Now if the `readMVar` is interrupted by an asynchronous exception,
subsequent threads will be woken up, violating the mutual exclusion
property. For example:

    mkThread lock nm = do
        tid <- forkIO $ withMutex lock $ do
            putStrLn $ unwords ["thread", nm, "running"]
            threadDelay 200000
            putStrLn $ unwords ["thread", nm, "stopping"]
        yield
        return tid

    main = do
        lock <- newMutex
        threadA <- mkThread lock "A"
        threadB <- mkThread lock "B"
        threadC <- mkThread lock "C"
        killThread threadB
        threadDelay 1000000

Output:

    thread A running
    thread C running
    thread C stopping
    thread A stopping

Oops.

This is awkward to fix. Basically, when abandoning the lock before it
has been released by the previous owner, we need a new thread to wait
for the 'current' IVar and notify the 'next' one, since the current
thread is being interrupted. So `withMutex` will end up with code like
this:

    withMutex :: Mutex -> IO () -> IO ()
    withMutex m act = do
        next <- newEmptyMVar
        bracket
            (atomicModifyIORef m (\curr -> (next, curr)))
            (cleanup next) $
            \curr -> do
                readMVar curr
                act
      where
        cleanup :: MVar () -> MVar () -> IO ()
        cleanup next curr = do
             b <- tryReadMVar next
             case b of
                 Just _  -> putMVar next ()
                 Nothing -> void $ forkIO $ do
                     readMVar curr
                     putMVar next ()

This loses a lot of elegance.

On the low-level implementation side, both MVars and IVars need to
maintain a list of waiting threads; both require logic to wake up
threads (IVars will wake all threads; when putting a value, MVars will
wake up threads reading the MVar, up to the first thread (if any) that
actually takes the MVar value). I believe MVars are not much more
difficult to implement than IVars. (This assumes a global memory; IVars
may be simpler in a distributed setting.)
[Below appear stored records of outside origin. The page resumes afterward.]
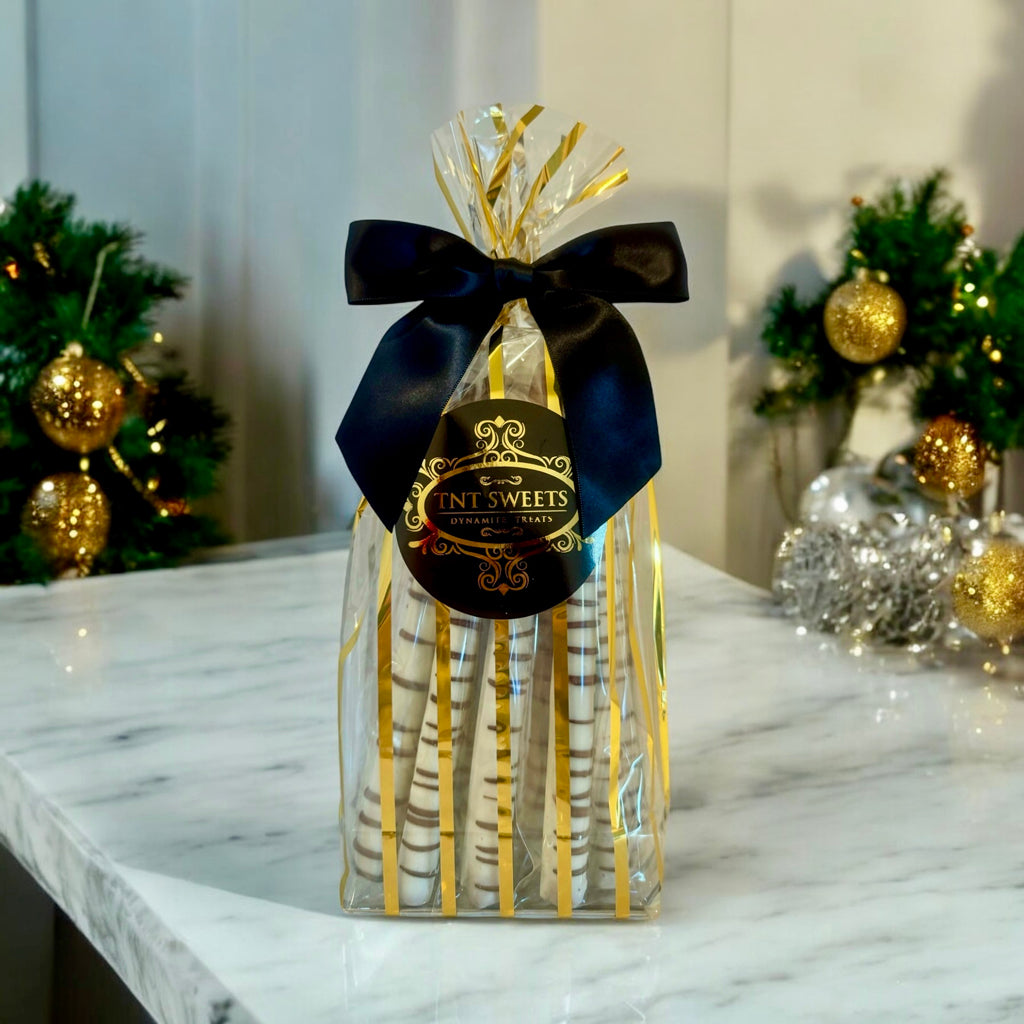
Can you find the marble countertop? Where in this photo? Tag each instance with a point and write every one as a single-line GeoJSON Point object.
{"type": "Point", "coordinates": [846, 842]}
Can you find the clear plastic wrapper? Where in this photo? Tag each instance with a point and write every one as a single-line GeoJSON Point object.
{"type": "Point", "coordinates": [508, 766]}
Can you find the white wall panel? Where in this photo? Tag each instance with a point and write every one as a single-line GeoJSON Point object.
{"type": "Point", "coordinates": [14, 96]}
{"type": "Point", "coordinates": [653, 76]}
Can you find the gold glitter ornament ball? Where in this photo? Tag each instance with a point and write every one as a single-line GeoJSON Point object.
{"type": "Point", "coordinates": [78, 401]}
{"type": "Point", "coordinates": [864, 320]}
{"type": "Point", "coordinates": [69, 517]}
{"type": "Point", "coordinates": [949, 459]}
{"type": "Point", "coordinates": [988, 592]}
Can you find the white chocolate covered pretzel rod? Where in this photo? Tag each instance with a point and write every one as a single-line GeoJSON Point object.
{"type": "Point", "coordinates": [411, 664]}
{"type": "Point", "coordinates": [419, 854]}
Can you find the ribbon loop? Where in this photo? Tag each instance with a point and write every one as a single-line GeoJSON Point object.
{"type": "Point", "coordinates": [600, 370]}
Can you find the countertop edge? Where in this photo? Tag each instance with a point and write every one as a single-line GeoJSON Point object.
{"type": "Point", "coordinates": [156, 965]}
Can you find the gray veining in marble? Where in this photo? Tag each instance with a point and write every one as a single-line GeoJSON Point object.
{"type": "Point", "coordinates": [845, 842]}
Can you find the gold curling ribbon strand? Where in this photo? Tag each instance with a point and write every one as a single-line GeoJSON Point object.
{"type": "Point", "coordinates": [501, 172]}
{"type": "Point", "coordinates": [498, 119]}
{"type": "Point", "coordinates": [554, 402]}
{"type": "Point", "coordinates": [496, 366]}
{"type": "Point", "coordinates": [134, 373]}
{"type": "Point", "coordinates": [385, 740]}
{"type": "Point", "coordinates": [619, 838]}
{"type": "Point", "coordinates": [445, 791]}
{"type": "Point", "coordinates": [453, 206]}
{"type": "Point", "coordinates": [346, 649]}
{"type": "Point", "coordinates": [560, 707]}
{"type": "Point", "coordinates": [503, 740]}
{"type": "Point", "coordinates": [477, 176]}
{"type": "Point", "coordinates": [553, 163]}
{"type": "Point", "coordinates": [597, 187]}
{"type": "Point", "coordinates": [164, 507]}
{"type": "Point", "coordinates": [359, 509]}
{"type": "Point", "coordinates": [597, 174]}
{"type": "Point", "coordinates": [642, 682]}
{"type": "Point", "coordinates": [659, 658]}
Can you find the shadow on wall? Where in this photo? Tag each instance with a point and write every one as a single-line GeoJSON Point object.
{"type": "Point", "coordinates": [993, 146]}
{"type": "Point", "coordinates": [687, 353]}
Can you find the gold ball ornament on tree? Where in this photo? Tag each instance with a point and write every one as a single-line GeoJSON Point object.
{"type": "Point", "coordinates": [988, 592]}
{"type": "Point", "coordinates": [864, 320]}
{"type": "Point", "coordinates": [69, 517]}
{"type": "Point", "coordinates": [949, 459]}
{"type": "Point", "coordinates": [78, 401]}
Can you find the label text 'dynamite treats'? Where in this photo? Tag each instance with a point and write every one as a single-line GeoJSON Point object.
{"type": "Point", "coordinates": [492, 523]}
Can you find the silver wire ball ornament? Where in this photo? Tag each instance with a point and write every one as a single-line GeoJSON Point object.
{"type": "Point", "coordinates": [814, 577]}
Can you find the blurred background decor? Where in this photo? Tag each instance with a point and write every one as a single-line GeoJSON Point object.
{"type": "Point", "coordinates": [885, 553]}
{"type": "Point", "coordinates": [103, 443]}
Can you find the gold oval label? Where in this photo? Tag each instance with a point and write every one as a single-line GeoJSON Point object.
{"type": "Point", "coordinates": [491, 524]}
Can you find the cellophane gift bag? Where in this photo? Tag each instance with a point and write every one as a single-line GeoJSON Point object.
{"type": "Point", "coordinates": [502, 687]}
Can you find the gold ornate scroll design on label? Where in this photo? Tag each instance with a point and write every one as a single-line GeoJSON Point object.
{"type": "Point", "coordinates": [500, 460]}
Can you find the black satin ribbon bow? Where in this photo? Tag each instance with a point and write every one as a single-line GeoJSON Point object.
{"type": "Point", "coordinates": [601, 374]}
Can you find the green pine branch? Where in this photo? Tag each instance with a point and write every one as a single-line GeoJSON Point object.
{"type": "Point", "coordinates": [912, 233]}
{"type": "Point", "coordinates": [47, 264]}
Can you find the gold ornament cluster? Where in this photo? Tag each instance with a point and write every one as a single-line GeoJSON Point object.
{"type": "Point", "coordinates": [864, 320]}
{"type": "Point", "coordinates": [69, 517]}
{"type": "Point", "coordinates": [988, 592]}
{"type": "Point", "coordinates": [949, 459]}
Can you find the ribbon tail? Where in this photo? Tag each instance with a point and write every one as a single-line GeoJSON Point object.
{"type": "Point", "coordinates": [607, 398]}
{"type": "Point", "coordinates": [396, 408]}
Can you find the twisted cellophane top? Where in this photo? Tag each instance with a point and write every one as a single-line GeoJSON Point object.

For users, MVars are dangerous if used without restrictions, but we have
easy to understand patterns, for example for using an MVar as a mutex
(newMVar, withMVar), or as an IVar (newEmptyMVar, putMVar, readMVar).

To summarize, IVars may be harder to misuse, but MVars provide tangible
benefits as a primitive, especially in the presence of asynchronous
exceptions.

Cheers,

Bertram

P.S.:

> 1. [MVars are] complex. Each MVar has 2 state transitions, each may block.

It seems worth noting that the IVar state transition also blocks.

> 2. [MVars do not] play well in presence of asynchronous exceptions.

I can't help smirking about this claim.